Anda di halaman 1dari 14

BAB I

PENDAHULUAN

1.1 Latar belakang

1. Menurut FI III

Krim adalah sediaan setengah padat, berupa emulsi, mengandung tidak kurang dari 60% dan
dimaksudkan untuk pemakaian luar.

2. Menurut FI IV

Krim adalah bentuk sediaan setengah padat mengandung 1 atau lebih bahan obat terlarut atau
terdispersi dalam bahan dasar yang sesuai.

Penggolongan Cream

Krim terdiri dari emulsi minyak dalam air atau disperse mikrokristal asam–asam lemak
atau alkohol berantai panjang dalam air, yang dapat dicuci dengan air dan lebih ditujukan untuk
pemakain kosmetika dan estetika. Krim dapat juga digunakan untuk pemberian obat melalui
vaginal. Ada 2 tipe krim yaitu krim tipe minyak dalam air (M/A) dan krim tipe air dalam minyak
(A/M). Pemilihan zat pengemulsi harus disesuaikan dengan jenis dan sifat krim yang
dikehendaki.
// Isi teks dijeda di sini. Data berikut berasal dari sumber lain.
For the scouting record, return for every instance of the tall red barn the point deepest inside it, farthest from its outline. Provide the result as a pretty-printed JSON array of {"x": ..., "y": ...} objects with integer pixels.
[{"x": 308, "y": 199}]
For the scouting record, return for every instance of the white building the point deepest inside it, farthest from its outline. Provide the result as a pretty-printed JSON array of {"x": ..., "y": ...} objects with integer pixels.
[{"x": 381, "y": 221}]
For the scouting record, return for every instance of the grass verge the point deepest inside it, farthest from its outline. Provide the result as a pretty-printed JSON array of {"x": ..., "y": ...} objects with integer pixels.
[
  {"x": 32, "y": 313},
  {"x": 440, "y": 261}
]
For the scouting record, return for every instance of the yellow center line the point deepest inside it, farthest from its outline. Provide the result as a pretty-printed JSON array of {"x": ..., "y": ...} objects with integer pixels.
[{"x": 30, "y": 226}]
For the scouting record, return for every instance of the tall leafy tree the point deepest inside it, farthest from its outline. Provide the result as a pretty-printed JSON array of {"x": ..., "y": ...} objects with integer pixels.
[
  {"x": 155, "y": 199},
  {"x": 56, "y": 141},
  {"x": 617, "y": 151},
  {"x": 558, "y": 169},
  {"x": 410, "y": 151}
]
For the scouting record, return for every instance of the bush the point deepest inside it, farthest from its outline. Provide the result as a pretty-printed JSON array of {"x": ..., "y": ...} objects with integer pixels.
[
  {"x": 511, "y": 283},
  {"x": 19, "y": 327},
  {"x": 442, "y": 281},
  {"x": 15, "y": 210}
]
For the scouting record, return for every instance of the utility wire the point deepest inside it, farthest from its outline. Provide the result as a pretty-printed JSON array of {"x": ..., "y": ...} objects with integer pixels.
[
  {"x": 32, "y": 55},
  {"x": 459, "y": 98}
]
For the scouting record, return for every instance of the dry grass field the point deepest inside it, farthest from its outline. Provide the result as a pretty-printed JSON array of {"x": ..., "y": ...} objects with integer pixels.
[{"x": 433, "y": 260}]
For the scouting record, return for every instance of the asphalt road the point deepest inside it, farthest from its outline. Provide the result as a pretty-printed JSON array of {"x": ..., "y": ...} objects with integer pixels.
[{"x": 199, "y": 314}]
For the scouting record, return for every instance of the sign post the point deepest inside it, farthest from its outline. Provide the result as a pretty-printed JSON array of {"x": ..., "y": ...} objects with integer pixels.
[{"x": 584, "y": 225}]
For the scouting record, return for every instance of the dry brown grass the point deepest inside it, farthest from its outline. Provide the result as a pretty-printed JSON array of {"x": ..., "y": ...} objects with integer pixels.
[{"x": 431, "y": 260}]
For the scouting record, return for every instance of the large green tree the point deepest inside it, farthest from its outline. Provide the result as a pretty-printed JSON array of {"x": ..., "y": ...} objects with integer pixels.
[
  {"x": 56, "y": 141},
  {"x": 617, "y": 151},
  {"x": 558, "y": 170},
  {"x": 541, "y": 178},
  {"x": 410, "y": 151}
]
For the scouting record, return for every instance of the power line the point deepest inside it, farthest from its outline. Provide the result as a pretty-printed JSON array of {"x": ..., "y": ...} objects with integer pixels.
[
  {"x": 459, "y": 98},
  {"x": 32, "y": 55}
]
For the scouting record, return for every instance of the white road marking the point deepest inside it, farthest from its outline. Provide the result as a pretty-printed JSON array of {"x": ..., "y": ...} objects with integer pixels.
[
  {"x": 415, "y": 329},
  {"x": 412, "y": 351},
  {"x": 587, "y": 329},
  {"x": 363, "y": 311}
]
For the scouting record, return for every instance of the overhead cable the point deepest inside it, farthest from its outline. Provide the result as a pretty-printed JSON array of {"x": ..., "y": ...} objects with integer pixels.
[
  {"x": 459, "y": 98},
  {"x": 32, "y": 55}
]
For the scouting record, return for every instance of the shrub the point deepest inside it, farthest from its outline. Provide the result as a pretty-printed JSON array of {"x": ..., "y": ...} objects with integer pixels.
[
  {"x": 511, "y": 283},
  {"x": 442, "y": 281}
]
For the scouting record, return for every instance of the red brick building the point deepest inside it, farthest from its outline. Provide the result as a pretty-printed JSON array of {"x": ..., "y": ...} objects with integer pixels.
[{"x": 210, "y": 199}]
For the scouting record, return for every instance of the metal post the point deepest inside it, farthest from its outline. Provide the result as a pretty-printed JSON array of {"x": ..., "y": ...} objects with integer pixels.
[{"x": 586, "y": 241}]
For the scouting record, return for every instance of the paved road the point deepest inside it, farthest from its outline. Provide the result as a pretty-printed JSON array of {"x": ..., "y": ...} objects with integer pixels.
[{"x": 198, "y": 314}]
Untuk krim tipe A/M digunakan sabun polivalen, span, adeps lanae, kolsterol dan
cera. Sedangkan untuk krim tipe M/A digunakan sabun monovalen, seperti trietanolamin,
natrium stearat, kalium stearat dan ammonium stearat. Selain itu juga dipakai tween, natrium
lauryl sulfat, kuning telur, gelatinum, caseinum, cmc dan emulygidum.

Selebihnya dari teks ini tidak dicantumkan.